Женщина быстро выпила, потом опять принялась за своё:
— Ты хочешь, чтобы вот так Караваевы и закончились? Ане скоро сорок будет…
— Через десять лет, — уточнил отец.
— Да, а что, это много? Да вон у Волковых уже внуки в школу пошли, у Сазоновых… Папа, ты помнишь Сазоновых? Людку и Петю? Ай! — с досадой махнула женщина рукой, — ничего ты не помнишь! А вот у них старший женился и ждут прибавление. У всех всё нормально, одни мы сидим, никаких изменений. Да мне стыдно уже к булочной идти, Галя, продавщица тамошняя, что Ане, еще шестилетней, хлеб продавала, так вот эта Галя всё меня спрашивает, когда, мол, свадьба. А я только рукой машу и…
— Так скажи, что не её ума это дело! — одернул дочку Анатолий Николаевич. — Знамо ли дело, продавщица и лезет в чужую жизнь! Неслыханно! Не покупай у неё булки эти, я к ним более не притронусь!
Мужчина оттолкнул от себя тарелку с румяными сдобными булочками, отвернулся.
— Ешь, папа! Я знаю, что ты любишь. Галя все же права, нам надо поднажать! — Ирина сама взяла булку, откусила, стала медленно жевать, соображая, где бы найти этих вот свах, где они водятся?..

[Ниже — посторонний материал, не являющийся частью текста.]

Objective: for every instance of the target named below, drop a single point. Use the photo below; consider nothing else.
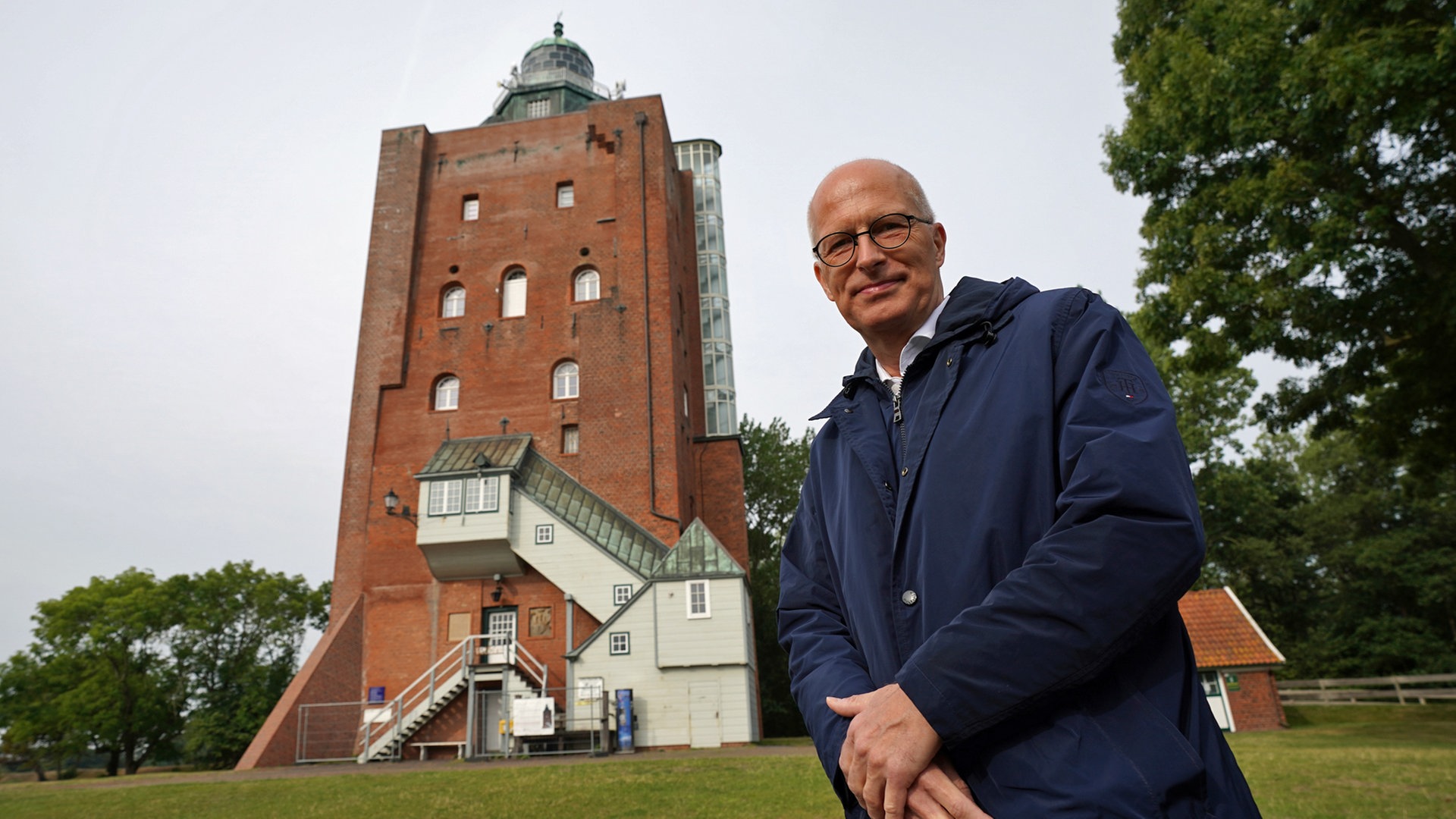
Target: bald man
(981, 585)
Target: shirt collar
(918, 343)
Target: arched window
(565, 381)
(453, 303)
(513, 297)
(588, 286)
(447, 392)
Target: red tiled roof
(1222, 632)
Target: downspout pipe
(647, 324)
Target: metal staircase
(386, 726)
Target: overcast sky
(185, 200)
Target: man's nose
(867, 253)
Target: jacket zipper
(900, 422)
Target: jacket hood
(973, 302)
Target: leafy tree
(36, 730)
(239, 643)
(134, 667)
(127, 689)
(774, 469)
(1301, 175)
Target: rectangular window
(620, 643)
(482, 494)
(698, 599)
(444, 497)
(459, 627)
(541, 621)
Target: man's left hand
(886, 748)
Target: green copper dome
(557, 53)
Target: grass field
(1359, 761)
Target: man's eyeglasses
(890, 231)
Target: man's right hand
(940, 793)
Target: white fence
(1404, 689)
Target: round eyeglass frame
(854, 238)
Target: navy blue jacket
(1012, 554)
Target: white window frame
(619, 643)
(588, 286)
(482, 494)
(444, 497)
(513, 295)
(447, 394)
(565, 381)
(699, 605)
(465, 496)
(453, 303)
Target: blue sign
(625, 720)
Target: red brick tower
(533, 275)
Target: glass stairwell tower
(720, 398)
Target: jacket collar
(971, 306)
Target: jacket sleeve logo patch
(1125, 385)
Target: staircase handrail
(422, 689)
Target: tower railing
(384, 726)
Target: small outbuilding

… Светлану Фёдоровну Ирине посоветовала повариха Любаша из столовой на предприятии, где трудилась в кадровом отделе сама Ира.
— К Светке тебе надо идти, Ира, только к ней! — уверенно кивала Люба.
— А что, она — профессионал? — уточнила, закусив дужку очков, Ира.
Ирина привыкла доверять только «профессионалам»: людям с образованием, регалиями, званиями. Если стоматолог, то только из челюстно–лицевого госпиталя, да чтоб не ниже профессора, если репетитор для Ани, чтобы девочка играла на фортепьяно, то обязательно выпускник консерватории. Такого, кстати, найти было сложновато, пришлось довольствоваться соседкой Кларой Яковлевной, бывшим музыкальным работником в садике, но Клара клялась, что музыкальную школу окончила с отличием, только вот аттестат куда–то подевался. Если сантехник, то уж подавайте с дипломом, а не «дядя Вася—алкоголик»…
Значит, и сваха нужна не абы кто!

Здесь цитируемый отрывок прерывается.